The key to asking for referrals is remembering that every job is a chance to form a lasting relationship. As Ray Silverstein recommended in Entrepreneur, “Imagine your business as an infinite web of relationships.” People are always more likely to trust information that comes from someone they trust, which means that a recommendation from your last happy client is much more likely to lead to a new job than cold calling or advertising would alone. Of course, this all depends on your work being solid, and the relationships you’ve made being good ones - that’s why clients are willing to give you referrals in the first place. Since we know you’ve got that covered (and if not, we’re sure you’re reading our previous posts to help, like this one and this one), let’s get down to when and how to ask for those referrals without damaging your existing relationships.
When to Ask
Timing is everything, and the first good time to ask for referrals is surprisingly before you finish a job for a client. As soon as they know they can trust you and that you do amazing work (and before they have a chance to forget it), you should ask them to pass your name to anyone else who needs similar work done. This is a natural time to get your request out in the open and for your customer to start thinking about their friends and family without getting distracted by anything else.

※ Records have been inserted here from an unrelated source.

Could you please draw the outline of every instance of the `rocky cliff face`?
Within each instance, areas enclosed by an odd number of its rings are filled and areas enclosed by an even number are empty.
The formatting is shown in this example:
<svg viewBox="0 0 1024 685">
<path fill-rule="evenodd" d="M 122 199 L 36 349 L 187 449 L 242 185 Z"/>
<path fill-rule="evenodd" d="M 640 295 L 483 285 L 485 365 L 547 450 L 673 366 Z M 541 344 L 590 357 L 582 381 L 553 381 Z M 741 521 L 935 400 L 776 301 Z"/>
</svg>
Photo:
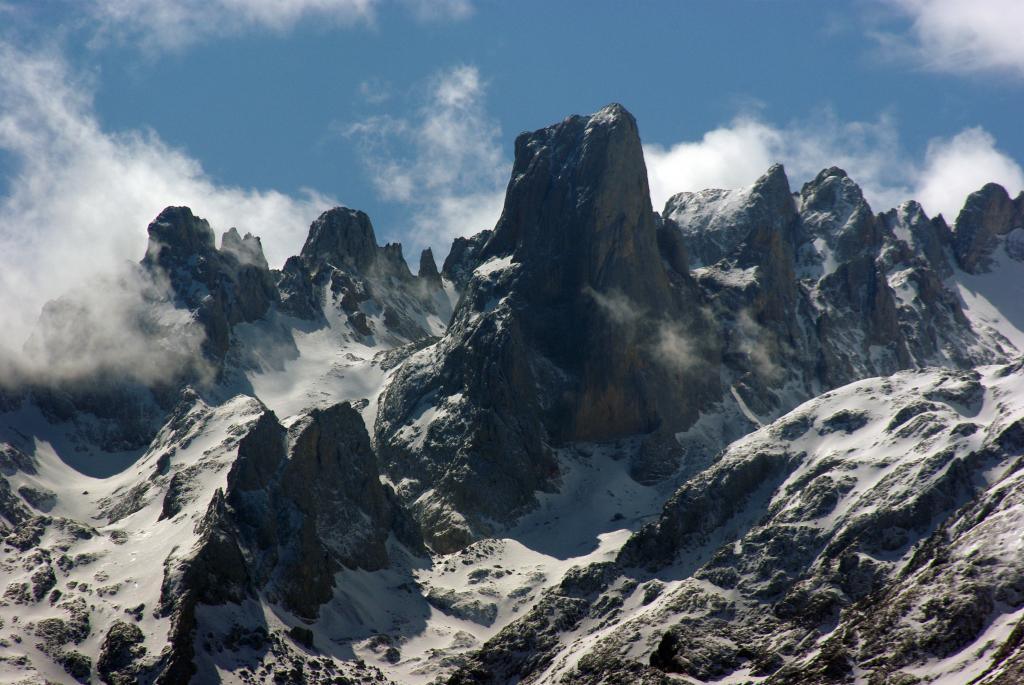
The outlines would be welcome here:
<svg viewBox="0 0 1024 685">
<path fill-rule="evenodd" d="M 166 277 L 175 304 L 195 313 L 215 362 L 227 354 L 231 328 L 262 318 L 278 299 L 259 238 L 232 229 L 218 250 L 210 224 L 188 207 L 168 207 L 149 225 L 142 265 Z"/>
<path fill-rule="evenodd" d="M 762 416 L 858 378 L 1005 358 L 943 284 L 945 225 L 915 203 L 876 216 L 841 169 L 794 197 L 776 166 L 747 189 L 678 195 L 665 217 L 716 319 L 734 321 L 726 365 Z"/>
<path fill-rule="evenodd" d="M 992 265 L 999 238 L 1024 228 L 1024 193 L 1011 200 L 1006 189 L 989 183 L 971 193 L 956 218 L 953 251 L 968 273 L 983 273 Z"/>
<path fill-rule="evenodd" d="M 236 454 L 225 487 L 209 498 L 192 551 L 172 551 L 165 562 L 158 611 L 170 617 L 174 637 L 158 669 L 164 682 L 195 672 L 195 642 L 209 630 L 197 618 L 204 605 L 262 599 L 313 621 L 334 596 L 339 571 L 390 564 L 390 536 L 423 551 L 416 525 L 380 482 L 366 428 L 350 405 L 313 410 L 287 430 L 263 411 Z M 161 519 L 190 507 L 199 473 L 174 471 Z"/>
<path fill-rule="evenodd" d="M 696 371 L 717 350 L 696 289 L 670 279 L 649 198 L 636 122 L 617 105 L 516 141 L 504 211 L 447 333 L 398 371 L 377 418 L 389 475 L 437 548 L 552 489 L 547 443 L 682 430 L 720 393 Z"/>
</svg>

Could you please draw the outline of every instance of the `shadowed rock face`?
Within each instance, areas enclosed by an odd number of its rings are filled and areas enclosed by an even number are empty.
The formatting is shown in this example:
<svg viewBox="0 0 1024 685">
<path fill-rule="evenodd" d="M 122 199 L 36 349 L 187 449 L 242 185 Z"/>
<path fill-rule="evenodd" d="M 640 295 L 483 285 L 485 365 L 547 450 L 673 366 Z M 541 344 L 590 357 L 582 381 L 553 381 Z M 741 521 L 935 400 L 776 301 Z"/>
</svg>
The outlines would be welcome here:
<svg viewBox="0 0 1024 685">
<path fill-rule="evenodd" d="M 340 310 L 368 344 L 419 340 L 431 332 L 428 317 L 446 319 L 449 311 L 443 297 L 435 298 L 441 277 L 432 255 L 428 261 L 424 270 L 421 258 L 422 273 L 413 276 L 399 243 L 378 245 L 366 214 L 335 207 L 313 222 L 302 252 L 280 272 L 282 310 L 321 322 L 326 312 Z M 381 320 L 369 320 L 378 313 Z"/>
<path fill-rule="evenodd" d="M 232 326 L 262 318 L 279 299 L 259 238 L 231 229 L 217 250 L 209 222 L 188 207 L 168 207 L 148 232 L 143 268 L 166 276 L 175 304 L 195 312 L 206 332 L 204 352 L 219 365 Z"/>
<path fill-rule="evenodd" d="M 1024 193 L 1011 200 L 996 183 L 971 193 L 953 231 L 953 251 L 960 267 L 973 274 L 989 271 L 998 238 L 1015 228 L 1024 228 Z"/>
<path fill-rule="evenodd" d="M 330 270 L 361 276 L 413 279 L 398 243 L 377 245 L 370 217 L 358 209 L 335 207 L 309 227 L 299 258 L 314 275 Z"/>
<path fill-rule="evenodd" d="M 266 413 L 239 443 L 227 503 L 256 585 L 307 618 L 330 599 L 342 567 L 388 565 L 391 533 L 410 549 L 421 544 L 348 403 L 312 410 L 287 436 Z"/>
<path fill-rule="evenodd" d="M 735 212 L 708 211 L 735 191 L 702 190 L 669 198 L 663 216 L 680 232 L 693 266 L 707 266 L 734 256 L 747 244 L 744 261 L 761 263 L 765 254 L 757 248 L 768 236 L 778 234 L 795 244 L 796 203 L 781 164 L 774 164 L 741 198 Z M 749 237 L 752 230 L 757 238 Z M 749 264 L 748 264 L 749 265 Z"/>
<path fill-rule="evenodd" d="M 441 287 L 441 274 L 437 271 L 437 262 L 434 261 L 434 251 L 429 247 L 420 253 L 420 268 L 416 275 L 431 287 Z"/>
<path fill-rule="evenodd" d="M 494 231 L 487 229 L 468 238 L 458 237 L 452 242 L 452 248 L 441 266 L 441 275 L 455 284 L 462 292 L 473 277 L 473 269 L 480 265 L 480 252 L 491 239 Z"/>
<path fill-rule="evenodd" d="M 532 312 L 521 317 L 528 344 L 577 379 L 546 422 L 554 439 L 679 430 L 696 417 L 694 399 L 717 391 L 684 371 L 714 351 L 695 293 L 674 289 L 662 264 L 636 120 L 620 105 L 517 139 L 481 260 L 502 257 L 521 265 L 512 289 Z M 667 334 L 659 321 L 685 327 L 686 352 L 647 353 Z M 675 383 L 652 382 L 666 376 Z"/>
<path fill-rule="evenodd" d="M 716 375 L 696 371 L 717 352 L 692 281 L 662 261 L 621 106 L 521 135 L 502 217 L 477 253 L 479 239 L 446 261 L 456 277 L 475 271 L 446 336 L 396 373 L 376 427 L 387 468 L 415 484 L 403 494 L 445 549 L 553 486 L 545 442 L 680 430 L 719 393 Z M 442 406 L 411 444 L 409 427 Z"/>
<path fill-rule="evenodd" d="M 943 284 L 945 222 L 916 203 L 875 215 L 842 169 L 798 196 L 779 165 L 747 188 L 680 193 L 664 225 L 696 266 L 733 388 L 761 416 L 858 378 L 1004 358 Z"/>
<path fill-rule="evenodd" d="M 300 256 L 307 265 L 327 262 L 366 271 L 377 260 L 377 238 L 364 212 L 335 207 L 309 227 Z"/>
<path fill-rule="evenodd" d="M 808 303 L 797 253 L 806 238 L 785 171 L 773 165 L 741 190 L 679 193 L 664 217 L 664 232 L 696 267 L 734 387 L 754 411 L 770 414 L 778 407 L 772 388 L 813 375 L 817 357 L 801 321 Z"/>
<path fill-rule="evenodd" d="M 169 488 L 165 509 L 175 496 Z M 342 568 L 388 566 L 390 536 L 423 550 L 347 402 L 312 410 L 288 430 L 264 411 L 238 442 L 227 487 L 215 492 L 196 532 L 191 555 L 165 563 L 159 611 L 173 627 L 160 682 L 185 682 L 194 672 L 197 605 L 262 595 L 312 621 Z"/>
</svg>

We’ve written before about the importance of following-up with ‘thank yous’ to customers, and that’s another great time to ask for referrals. In your thank you note, email, or call, don’t be afraid to send a business card and ask the client to show off the work you did for them to others. Sometimes a gentle reminder is all they need.
During the Work
If you’re working on a project and your client gives you great feedback or a compliment, jump on the opportunity it presents! It’s much easier to slip in “thanks! If you know of anyone else looking for this type of project, send them my way!” when your customer is already in a happy mood about your work. Plus, you’ll seem confident in your work without coming across as pushy or arrogant.
How to Ask
Leave Your Information
When clients are telling others to call you, having a few of your business cards or a pamphlet or two describing what you do ensures the right information gets to where it needs to go. After the project is finished, ask if they’d mind if you left some information for them to pass on to friends, and make sure the information is clean and clear! For advice on how to make sure your info is effectively presented check out this article on copywriting!
Give Specific Instructions
If a homeowner has already offered to write a testimonial for you, it’s easy to think your work is done. However, it’s very important to give them specific instructions for how to go about doing that. Ask them to post online on particularly visible sites like Facebook, Yelp, and your own company website.
If you’re in a (financial) place to do this, this is one of the few times it can be worth it to offer discounts, either for clients who refer you or clients who hire you because of a referral. Don’t go overboard, but there’s nothing wrong with sweetening the deal!
And Don’t Forget…
...to show gratitude, in simple thank you’s and by giving your own referrals! For instance, if you know and respect other contractors doing complementary work to what you do, don’t hesitate to share their information out when it’s helpful. More likely than not, they’re return the favor, and both of you will appear helpful and respectful to homeowners while generating new business for each other. Win-win!